My ears are very far from perfect but what you wrote rings true to them.

To use another metaphor, perhaps we can say that the way to inhibit the reptilian faults, through mindfulness, is not to try to keep a lid on them but rather to look more deeply into them, and see them as they are.

I cannot claim that this method has proved totally successful for me thus far. But I have got plenty of experience of the trying-to-keep-a-lid-on approach, as practised by self and as seen in others, and I do see that it is an approach that cannot work.

One cannot inhibit the reptilian faults with a reptilian response (like anger) just as surely as one cannot do an undoing.

Raymond said...


Your connection between mindfulness and remembrance is interesting and I will look forward to learning more about it as your Sanskrit gets better.

I have learned recently that several religions were truthful enough to recognize the necessity of the Reptilian faults as a way to bring us back to remembrance. Sufism, in particular, reminds us that our own devilish thoughts remind us to turn toward God and humble us from arrogance. Similarly, Shohaku Okumura mentions in a newsletter that our own poisonous mind-states allow us to reorient ourselves to practice ie. remembrance, as an anecdote to those faults.

Perhaps the fact that the Reptilian faults continue endlessly ensures that we will have some way to remember to practice endlessly.


Mike Cross said...

Hi Raymond,

In my experience, having lived in Japan for 13 years and having been married to a Japanese for 18 years, there is a strong bias that many Japanese people have towards any kind of doing and against any kind of thinking.

So, in general, when a Japanese Zen Master "reorients" himself to practice, his remembering is liable to be remembering to do something -- like pull in his chin, breathe abdominally, stiffen his spine, or some other kind of fixing.

I don't say that Shohaku Okumura is like that, because I have never met him.

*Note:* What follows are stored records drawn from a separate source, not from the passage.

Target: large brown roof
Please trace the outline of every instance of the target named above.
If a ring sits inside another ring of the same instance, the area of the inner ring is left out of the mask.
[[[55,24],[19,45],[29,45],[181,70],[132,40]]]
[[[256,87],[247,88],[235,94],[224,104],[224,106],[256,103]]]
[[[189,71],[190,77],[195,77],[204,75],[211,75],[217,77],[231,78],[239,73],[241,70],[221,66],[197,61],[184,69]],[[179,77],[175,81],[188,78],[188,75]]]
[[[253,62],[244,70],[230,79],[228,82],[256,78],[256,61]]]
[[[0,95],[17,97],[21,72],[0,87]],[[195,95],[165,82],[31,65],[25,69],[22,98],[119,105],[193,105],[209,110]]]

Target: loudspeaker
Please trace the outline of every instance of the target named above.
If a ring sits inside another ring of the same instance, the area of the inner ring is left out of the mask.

If he has freed himself from habitual Japanese bias and habitual Japanese prejudice and habitual Japanese cultural arrogance, then very good for him.

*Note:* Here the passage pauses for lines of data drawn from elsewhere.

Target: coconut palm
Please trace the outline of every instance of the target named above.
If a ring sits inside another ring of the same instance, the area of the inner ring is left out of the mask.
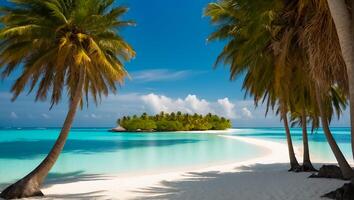
[[[43,195],[40,187],[67,140],[76,111],[95,103],[126,76],[122,62],[134,51],[118,34],[125,7],[113,0],[13,0],[2,7],[0,66],[3,77],[22,68],[12,87],[15,100],[29,86],[36,100],[56,105],[67,93],[69,111],[60,135],[46,158],[27,176],[6,188],[5,199]]]
[[[294,153],[290,128],[289,84],[284,75],[287,68],[275,62],[272,23],[277,10],[282,8],[279,1],[233,1],[223,0],[210,3],[205,11],[212,23],[218,26],[209,40],[226,40],[218,63],[230,65],[231,79],[245,75],[243,88],[257,105],[266,100],[267,107],[275,109],[284,123],[290,158],[290,170],[299,168]],[[279,73],[275,73],[275,72]],[[279,84],[282,82],[282,84]]]
[[[326,2],[328,3],[328,7]],[[354,3],[353,1],[346,0],[321,0],[320,3],[322,10],[330,13],[330,16],[333,18],[340,44],[340,51],[337,52],[341,53],[346,65],[350,102],[350,125],[352,127],[351,144],[354,157],[354,32],[352,28]]]

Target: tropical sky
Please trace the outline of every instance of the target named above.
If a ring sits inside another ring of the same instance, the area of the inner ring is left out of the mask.
[[[137,25],[121,31],[137,56],[126,63],[130,73],[118,94],[103,98],[78,113],[76,127],[112,127],[123,115],[160,111],[215,113],[232,119],[234,127],[281,126],[263,106],[244,98],[242,77],[229,80],[228,68],[214,68],[222,43],[208,43],[213,31],[203,8],[210,0],[120,0],[130,8],[126,19]],[[1,1],[0,5],[4,5]],[[51,110],[49,102],[34,102],[24,93],[11,102],[11,85],[21,72],[0,82],[1,127],[58,127],[67,112],[67,99]],[[348,112],[333,126],[348,126]]]

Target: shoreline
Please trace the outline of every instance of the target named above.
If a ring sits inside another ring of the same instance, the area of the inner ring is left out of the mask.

Forgive me -- but experience has made me very skeptical, or cynical, about all things Japanese.

Raymond said...


Your post is interesting. I guess I can really only speak for myself. My own tendency in reorienting myself back to practice is to seek acceptance of the external and if there is something disagreeable in my experience, to try to find out why I am having difficulty accepting something that "is".

Perhaps my cultural bias is to change my thoughts because I see them as more intimately connected to my own contentment. I think we probably need both mind and body mindfulness, but I believe the Buddha to have taught that mind is foremost. Of course, I am always open for revision if someone presents a more compelling viewpoint.


Mike Cross said...

Oh Raymond, oh Raymond.

Is it possible that your friend you went for dinner with was not simply holding up a mirror?

And now with your intellectual arguments are you not holding up a mirror to me, so that I am confronted again with the fault of prolixity in myself?

My grandma, never known as an intellectual, used to say "There's joy in believing."

But what joy is there is there in the intellectual belief you express -- belief in a view, an opinion?

Ashvaghosha's writings help me to recover the belief that there is an end to the reptilian faults, that there is such a thing as ultimate liberation -- which is like faultless true gold, not fool's gold.

I have no compelling viewpoint to present to you. I have the determination to clarify what Ashvaghosha really meant. For some reason, I really believe in the genuineness of his teaching, which he compared to serviceable gold.

Don't you want to receive a share of that gold for yourself?

Isn't it true that your own views are something utterly different from the desire to get Ashvaghosha's gold for yourself?